Pues no recibieron un espíritu de esclavos para recaer en el temor; antes bien, recibieron un espíritu de hijos adoptivos que nos hace exclamar: ¡Abbá, Padre! El Espíritu mismo se une a nuestro espíritu para dar testimonio de que somos hijos de Dios (Rm 8, 15–16).

Vivamos, entonces, como verdaderos hijos de Dios, y no como esclavos. Es así que cumpliremos el designio de Dios de reproducir la imagen de su Hijo, Jesucristo:

Pues a los que de antemano conoció, también los predestinó a reproducir la imagen de su Hijo, para que fuera él el primogénito entre muchos hermanos... (Rm 8, 29).

El hombre: cuerpo y alma

La persona humana, creada a imagen de Dios, es un ser a la vez corporal y espiritual.
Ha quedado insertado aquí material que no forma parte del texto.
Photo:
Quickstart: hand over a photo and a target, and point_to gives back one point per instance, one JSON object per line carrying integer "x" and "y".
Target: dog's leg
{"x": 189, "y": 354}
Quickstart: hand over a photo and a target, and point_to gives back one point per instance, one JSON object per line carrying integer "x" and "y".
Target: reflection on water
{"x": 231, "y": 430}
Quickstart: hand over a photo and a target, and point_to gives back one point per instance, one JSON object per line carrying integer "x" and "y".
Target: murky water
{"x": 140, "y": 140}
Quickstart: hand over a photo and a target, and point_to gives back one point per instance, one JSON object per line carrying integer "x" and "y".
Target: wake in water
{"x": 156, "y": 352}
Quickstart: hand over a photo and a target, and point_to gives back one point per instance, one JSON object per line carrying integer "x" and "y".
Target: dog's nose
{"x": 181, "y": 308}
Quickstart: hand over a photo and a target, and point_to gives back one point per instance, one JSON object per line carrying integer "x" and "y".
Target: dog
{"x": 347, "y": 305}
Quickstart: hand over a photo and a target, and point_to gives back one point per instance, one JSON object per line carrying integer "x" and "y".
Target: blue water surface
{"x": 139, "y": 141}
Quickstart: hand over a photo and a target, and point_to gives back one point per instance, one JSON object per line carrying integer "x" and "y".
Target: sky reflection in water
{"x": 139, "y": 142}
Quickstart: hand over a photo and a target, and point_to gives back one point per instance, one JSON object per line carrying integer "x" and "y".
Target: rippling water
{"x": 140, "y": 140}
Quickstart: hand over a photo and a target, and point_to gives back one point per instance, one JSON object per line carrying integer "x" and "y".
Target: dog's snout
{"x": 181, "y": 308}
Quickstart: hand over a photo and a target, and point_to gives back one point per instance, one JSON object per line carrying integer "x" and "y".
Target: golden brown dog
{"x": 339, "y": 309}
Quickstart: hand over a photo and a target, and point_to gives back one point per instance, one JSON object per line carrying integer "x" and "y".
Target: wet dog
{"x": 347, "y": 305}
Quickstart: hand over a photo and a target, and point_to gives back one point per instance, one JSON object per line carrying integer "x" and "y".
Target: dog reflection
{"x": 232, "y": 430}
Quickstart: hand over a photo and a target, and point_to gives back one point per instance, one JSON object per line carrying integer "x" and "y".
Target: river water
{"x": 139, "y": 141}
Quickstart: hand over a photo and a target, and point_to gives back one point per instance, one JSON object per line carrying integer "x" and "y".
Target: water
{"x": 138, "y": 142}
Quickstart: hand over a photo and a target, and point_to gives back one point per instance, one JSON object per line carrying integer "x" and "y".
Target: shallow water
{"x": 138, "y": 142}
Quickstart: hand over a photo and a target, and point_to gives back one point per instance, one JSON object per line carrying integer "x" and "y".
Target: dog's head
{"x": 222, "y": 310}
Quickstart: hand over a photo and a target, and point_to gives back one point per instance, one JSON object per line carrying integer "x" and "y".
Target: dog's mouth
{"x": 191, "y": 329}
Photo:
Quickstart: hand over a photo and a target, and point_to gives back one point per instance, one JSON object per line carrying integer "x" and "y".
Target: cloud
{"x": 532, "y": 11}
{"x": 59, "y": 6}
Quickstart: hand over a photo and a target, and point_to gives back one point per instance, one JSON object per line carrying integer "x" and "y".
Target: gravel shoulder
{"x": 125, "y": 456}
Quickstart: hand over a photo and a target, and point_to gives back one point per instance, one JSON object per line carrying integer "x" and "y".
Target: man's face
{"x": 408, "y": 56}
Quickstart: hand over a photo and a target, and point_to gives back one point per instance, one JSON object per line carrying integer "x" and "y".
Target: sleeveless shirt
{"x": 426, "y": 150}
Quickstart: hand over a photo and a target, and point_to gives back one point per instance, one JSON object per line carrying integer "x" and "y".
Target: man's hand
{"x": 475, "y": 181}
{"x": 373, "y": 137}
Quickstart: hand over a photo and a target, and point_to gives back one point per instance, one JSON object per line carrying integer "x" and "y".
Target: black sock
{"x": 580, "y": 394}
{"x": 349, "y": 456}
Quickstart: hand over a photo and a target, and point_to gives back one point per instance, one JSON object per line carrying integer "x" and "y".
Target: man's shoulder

El relato bíblico expresa esta realidad con un lenguaje simbólico cuando afirma que «Dios formó al hombre con polvo del suelo e insufló en sus narices aliento de vida y resultó el hombre un ser viviente» (Gn 2, 7). Por tanto, el hombre en su totalidad es querido por Dios (Cat. Nº 362).

A veces se acostumbra a distinguir entre alma y espíritu. Así S. Pablo ruega para que nuestro «ser entero, el espíritu, el alma y el cuerpo» sea conservado sin mancha hasta la venida del Señor (1 Ts 5, 23). La Iglesia enseña que esta distinción no introduce una dualidad en el alma. «Espíritu» significa que el hombre está ordenado desde su creación a su fin sobrenatural, y que su alma es capaz de ser elevada gratuitamente a la comunión con Dios  (Cat. Nº 367).

Cuestionario

  1. ¿Qué significa para mi vida decir: «Creo en Dios Padre»?

  2. Comparte por escrito un breve testimonio en el que hayas experimentado el sentir a Dios como todopoderoso

  3. ¿De qué forma Dios se ha manifestado en tu vida como Creador?

  4. ¿Qué acciones del hombre lo convierten más en «esclavo» que en «hijo de Dios»?